Per le donne di Aceh proibire i jeans è una decisione “fuori dal comune”, oltre che un segno di discriminazione e causa di shock. “È una questione molto delicata – afferma Kamala Chandrakirana, capo della Commissione indonesiana contro la violenza sulle donne – penso che una legge fuori dal comune come questa, debba essere osteggiata dal presidente”. L’attivista spiega che la norma – annunciata nei giorni scorsi alla stampa da Ramli MS, capo del distretto di West Aceh – non è solo “discriminatoria”, ma viola i diritti umani di base: “ognuno ha il diritto di indossare ciò che vuole”.

La norma sull’abbigliamento è ancora al vaglio del parlamento locale e, se approvata, entrerebbe in vigore dal gennaio 2010. Fonti locali ad Aceh sottolineano che le autorità hanno preparato più di 7 mila gonne “larghe” (che coprono le donne fino ai piedi) da utilizzare durante “raid istantanei” per cambiare d’abito quante si mostrano in pubblico con indumenti “troppo sexy”. Provvedimenti saranno previsti anche per gli uomini che circolano con “sexy shorts”, ovvero pantaloncini troppo corti tanto da mostrare gambe e “forme”. “La legge – aggiunge la fonte – varrà solo per i musulmani di Aceh”, una delle province del Paese in cui l’islam viene applicato in modo rigoroso. Poche settimane fa, il governo locale aveva proposto la lapidazione per gli adulteri e pene corporali per chi viola la Shariah.
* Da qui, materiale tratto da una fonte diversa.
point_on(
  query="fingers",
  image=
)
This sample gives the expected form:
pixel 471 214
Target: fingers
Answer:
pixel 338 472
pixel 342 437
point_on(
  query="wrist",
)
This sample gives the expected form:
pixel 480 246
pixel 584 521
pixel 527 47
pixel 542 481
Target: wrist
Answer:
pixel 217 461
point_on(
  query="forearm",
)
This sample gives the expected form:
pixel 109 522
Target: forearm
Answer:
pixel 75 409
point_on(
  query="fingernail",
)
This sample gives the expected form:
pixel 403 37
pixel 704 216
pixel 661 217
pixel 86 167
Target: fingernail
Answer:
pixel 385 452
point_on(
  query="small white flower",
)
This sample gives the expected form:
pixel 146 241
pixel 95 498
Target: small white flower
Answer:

AsiaNews ha interpellato alcuni residenti della provincia ed emerge un consenso unanime contro l’entrata in vigore della legge, che suscita al contempo ilarità. “È qualcosa di davvero stupido” afferma una donna, che poi precisa: “Abiti e vestiti sono una scelta personale, che ogni uomo o donna deve essere libero di compiere senza costrizioni”. Molti invitano il governo a “pensare ad altro”, invece di “indignare le persone” con simili leggi. Qualcuno avanza poi dubbi sugli “speciali finanziamenti” stanziati per raccogliere più di 7 mila vestiti e si chiede: “da dove arrivano i soldi?”. Oltretutto, conferma la maggioranza della gente, i jeans sono “più comodi” per viaggiare a bordo di motociclette. Altri affermano che l’islam non dovrebbe costringere i fedeli a “vivere sotto una costante pressione morale”, ma dovrebbe essere “l’esatto contrario”.

Il Capo del distretto di Aceh non commenta la vicenda. Dalla capitale, invece, solidarizzano con gli abitanti di Aceh e molti si dicono “indignati” della proposta di legge. Qualcuno all’inizio la butta sul ridere, consigliando ai governanti di “far indossare tute da astronauta alle persone”. Poi la riflessione: “vi sono questioni molto più importanti da trattare, rispetto a un abito sexy”.